Our local issue is Graythwaite – a six acre estate in the middle of North Sydney currently used as a nursing home. There is a local campaign going on – posters everywhere, and stalls at all of the local markets. My four year old has been asking what it’s all about, so we’ve been telling him that it’s about saving a beautiful old building from being knocked down by builders (largely true – see a fuller explanation below). So now if the subject comes up (and sometimes even if it doesn’t), C will tell you all about this beautiful house and how it needs to be saved.
I’ve always been faintly queasy about children being used for political purposes, but I can’t really see how we could have avoided this one, except to refuse to answer his questions. But it makes me realise how easy it would be (right this minute) to make him believe almost anything we wanted him to believe (subhuman status of ethnic groups, for example).
Graythwaite estate is six acres and includes a magnificent house built in the 1830s and was given to NSW in 1915 by Sir Thomas Dibbs to be used as a convalescent home for the wounded Anzacs. It has gradually been run down by the NSW Health Department, and is now in a terrible state and not suitable to be used as a nursing home, so they need to do something with it. The revenue maximising route would be to sell it off to the highest bidder – likely to be Shore school (which is right next door).

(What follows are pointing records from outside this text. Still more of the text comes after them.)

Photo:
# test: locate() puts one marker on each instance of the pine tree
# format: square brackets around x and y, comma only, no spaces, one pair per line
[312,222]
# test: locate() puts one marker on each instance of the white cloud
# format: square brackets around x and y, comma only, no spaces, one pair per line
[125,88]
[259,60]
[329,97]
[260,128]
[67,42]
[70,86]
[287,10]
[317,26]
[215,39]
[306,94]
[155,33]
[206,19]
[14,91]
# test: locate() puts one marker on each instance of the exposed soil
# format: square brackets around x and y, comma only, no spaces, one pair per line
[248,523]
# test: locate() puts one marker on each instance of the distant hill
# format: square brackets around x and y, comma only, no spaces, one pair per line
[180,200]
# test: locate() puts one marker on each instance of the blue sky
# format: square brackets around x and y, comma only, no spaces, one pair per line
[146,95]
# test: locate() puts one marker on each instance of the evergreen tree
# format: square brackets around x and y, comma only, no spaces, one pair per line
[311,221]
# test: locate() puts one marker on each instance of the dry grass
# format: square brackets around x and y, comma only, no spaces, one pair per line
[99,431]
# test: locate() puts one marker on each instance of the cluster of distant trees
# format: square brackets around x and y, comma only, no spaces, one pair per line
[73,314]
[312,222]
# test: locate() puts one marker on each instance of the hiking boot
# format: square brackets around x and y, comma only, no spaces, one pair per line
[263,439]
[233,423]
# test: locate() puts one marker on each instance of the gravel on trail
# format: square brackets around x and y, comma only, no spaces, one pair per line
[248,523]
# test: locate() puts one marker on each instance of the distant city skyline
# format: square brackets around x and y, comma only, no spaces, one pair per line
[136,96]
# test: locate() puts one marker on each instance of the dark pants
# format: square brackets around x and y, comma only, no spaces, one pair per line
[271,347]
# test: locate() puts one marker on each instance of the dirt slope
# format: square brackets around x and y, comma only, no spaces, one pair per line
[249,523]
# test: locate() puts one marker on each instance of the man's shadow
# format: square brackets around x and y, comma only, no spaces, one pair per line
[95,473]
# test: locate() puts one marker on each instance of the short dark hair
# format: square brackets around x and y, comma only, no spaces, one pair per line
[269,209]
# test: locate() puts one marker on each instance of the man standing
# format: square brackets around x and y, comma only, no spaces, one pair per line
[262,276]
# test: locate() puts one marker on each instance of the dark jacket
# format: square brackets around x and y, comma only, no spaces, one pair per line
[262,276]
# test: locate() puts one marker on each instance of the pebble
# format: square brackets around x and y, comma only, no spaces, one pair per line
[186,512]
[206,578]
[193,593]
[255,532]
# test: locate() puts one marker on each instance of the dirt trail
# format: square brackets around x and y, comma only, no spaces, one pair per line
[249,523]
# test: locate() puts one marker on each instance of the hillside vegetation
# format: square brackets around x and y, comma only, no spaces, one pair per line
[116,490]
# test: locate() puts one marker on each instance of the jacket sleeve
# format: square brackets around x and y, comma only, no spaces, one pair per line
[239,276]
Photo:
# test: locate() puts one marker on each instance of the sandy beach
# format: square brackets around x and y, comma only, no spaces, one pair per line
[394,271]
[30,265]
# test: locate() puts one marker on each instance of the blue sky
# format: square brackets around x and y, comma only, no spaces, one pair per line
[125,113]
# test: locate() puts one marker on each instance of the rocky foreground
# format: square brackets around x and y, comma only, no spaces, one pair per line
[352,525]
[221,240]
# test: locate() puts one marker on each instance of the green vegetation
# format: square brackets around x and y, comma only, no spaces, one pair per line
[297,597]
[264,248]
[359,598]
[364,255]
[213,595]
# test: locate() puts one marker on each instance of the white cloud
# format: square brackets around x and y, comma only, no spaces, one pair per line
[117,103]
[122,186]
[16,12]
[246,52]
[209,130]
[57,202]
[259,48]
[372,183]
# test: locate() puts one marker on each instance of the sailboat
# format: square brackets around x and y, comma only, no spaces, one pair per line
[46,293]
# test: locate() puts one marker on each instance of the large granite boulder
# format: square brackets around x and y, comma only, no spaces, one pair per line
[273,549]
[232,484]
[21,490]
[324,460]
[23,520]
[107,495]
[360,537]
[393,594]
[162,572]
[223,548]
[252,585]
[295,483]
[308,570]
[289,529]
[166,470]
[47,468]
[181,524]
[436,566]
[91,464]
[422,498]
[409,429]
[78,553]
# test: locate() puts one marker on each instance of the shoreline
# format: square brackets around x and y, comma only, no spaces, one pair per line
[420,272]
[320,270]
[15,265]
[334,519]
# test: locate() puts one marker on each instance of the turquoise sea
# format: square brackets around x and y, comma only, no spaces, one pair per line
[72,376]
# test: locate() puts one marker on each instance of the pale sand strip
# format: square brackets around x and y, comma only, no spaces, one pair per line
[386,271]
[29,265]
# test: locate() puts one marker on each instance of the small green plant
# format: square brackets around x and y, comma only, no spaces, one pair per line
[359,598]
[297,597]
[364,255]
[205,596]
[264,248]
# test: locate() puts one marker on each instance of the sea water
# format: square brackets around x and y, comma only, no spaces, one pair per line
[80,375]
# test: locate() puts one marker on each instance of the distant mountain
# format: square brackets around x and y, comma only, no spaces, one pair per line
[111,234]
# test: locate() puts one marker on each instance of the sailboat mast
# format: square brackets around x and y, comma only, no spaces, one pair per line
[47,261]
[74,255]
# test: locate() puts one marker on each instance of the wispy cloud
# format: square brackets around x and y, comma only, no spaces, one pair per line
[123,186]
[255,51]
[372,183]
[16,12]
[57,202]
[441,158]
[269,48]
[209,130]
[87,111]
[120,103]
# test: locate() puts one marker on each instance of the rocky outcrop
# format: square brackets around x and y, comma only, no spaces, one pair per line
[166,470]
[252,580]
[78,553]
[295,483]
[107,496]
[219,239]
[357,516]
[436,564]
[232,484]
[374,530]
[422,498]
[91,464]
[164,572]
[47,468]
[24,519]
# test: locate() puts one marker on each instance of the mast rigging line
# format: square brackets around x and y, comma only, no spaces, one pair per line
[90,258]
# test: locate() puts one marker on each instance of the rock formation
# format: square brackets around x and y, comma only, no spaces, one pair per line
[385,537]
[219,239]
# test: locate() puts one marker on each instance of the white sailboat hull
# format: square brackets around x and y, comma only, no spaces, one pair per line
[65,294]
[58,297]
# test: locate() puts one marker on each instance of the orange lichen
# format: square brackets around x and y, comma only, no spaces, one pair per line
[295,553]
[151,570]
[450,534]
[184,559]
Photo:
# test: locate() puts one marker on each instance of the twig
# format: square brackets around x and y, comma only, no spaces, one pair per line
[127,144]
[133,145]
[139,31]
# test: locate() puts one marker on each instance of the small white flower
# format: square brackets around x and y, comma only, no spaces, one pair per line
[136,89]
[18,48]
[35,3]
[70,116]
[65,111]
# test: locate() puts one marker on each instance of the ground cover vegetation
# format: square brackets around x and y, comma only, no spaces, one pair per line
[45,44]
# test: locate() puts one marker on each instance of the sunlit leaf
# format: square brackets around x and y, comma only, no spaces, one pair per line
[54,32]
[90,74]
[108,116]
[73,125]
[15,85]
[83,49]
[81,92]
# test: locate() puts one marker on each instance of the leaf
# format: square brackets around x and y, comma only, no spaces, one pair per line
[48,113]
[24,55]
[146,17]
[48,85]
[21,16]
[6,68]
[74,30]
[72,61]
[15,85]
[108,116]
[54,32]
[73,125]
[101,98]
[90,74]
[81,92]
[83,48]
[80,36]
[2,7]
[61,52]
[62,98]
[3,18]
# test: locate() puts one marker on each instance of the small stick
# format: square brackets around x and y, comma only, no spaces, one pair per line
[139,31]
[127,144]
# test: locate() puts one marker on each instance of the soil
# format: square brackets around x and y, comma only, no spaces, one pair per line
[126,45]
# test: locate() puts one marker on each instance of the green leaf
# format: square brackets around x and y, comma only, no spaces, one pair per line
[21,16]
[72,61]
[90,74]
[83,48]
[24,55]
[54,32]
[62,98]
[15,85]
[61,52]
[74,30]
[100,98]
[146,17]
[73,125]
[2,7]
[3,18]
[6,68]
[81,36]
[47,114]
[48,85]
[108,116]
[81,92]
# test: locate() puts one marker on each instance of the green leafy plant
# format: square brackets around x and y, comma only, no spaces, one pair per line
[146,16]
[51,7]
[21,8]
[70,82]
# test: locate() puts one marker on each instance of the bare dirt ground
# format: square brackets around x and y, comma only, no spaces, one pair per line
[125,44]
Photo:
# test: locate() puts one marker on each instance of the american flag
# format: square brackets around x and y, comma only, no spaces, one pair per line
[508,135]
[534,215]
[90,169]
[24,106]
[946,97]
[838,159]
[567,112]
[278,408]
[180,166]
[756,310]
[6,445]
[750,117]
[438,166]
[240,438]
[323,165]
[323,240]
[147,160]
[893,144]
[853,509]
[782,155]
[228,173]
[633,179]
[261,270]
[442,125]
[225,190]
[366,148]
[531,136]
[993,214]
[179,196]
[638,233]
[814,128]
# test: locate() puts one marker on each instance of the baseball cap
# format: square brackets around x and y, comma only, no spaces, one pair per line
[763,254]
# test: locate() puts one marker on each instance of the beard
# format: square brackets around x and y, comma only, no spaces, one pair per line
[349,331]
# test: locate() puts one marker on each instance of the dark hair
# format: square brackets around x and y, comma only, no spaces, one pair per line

I’m not a big fan of born-to-rule private schools (of which Shore is a leading example) so I’m not in favour of them getting another six acres to spread out on.
It would also mean that the buildings would quite likely be demolished, and the land would not be able to be used by the public (no school in its right mind is going to allow public access in these days of pedophilia hysteria).
So there is a local group trying to save it (which would mean North Sydney Council buying it for not necessarily the highest offer), which has been doing all the campaigning.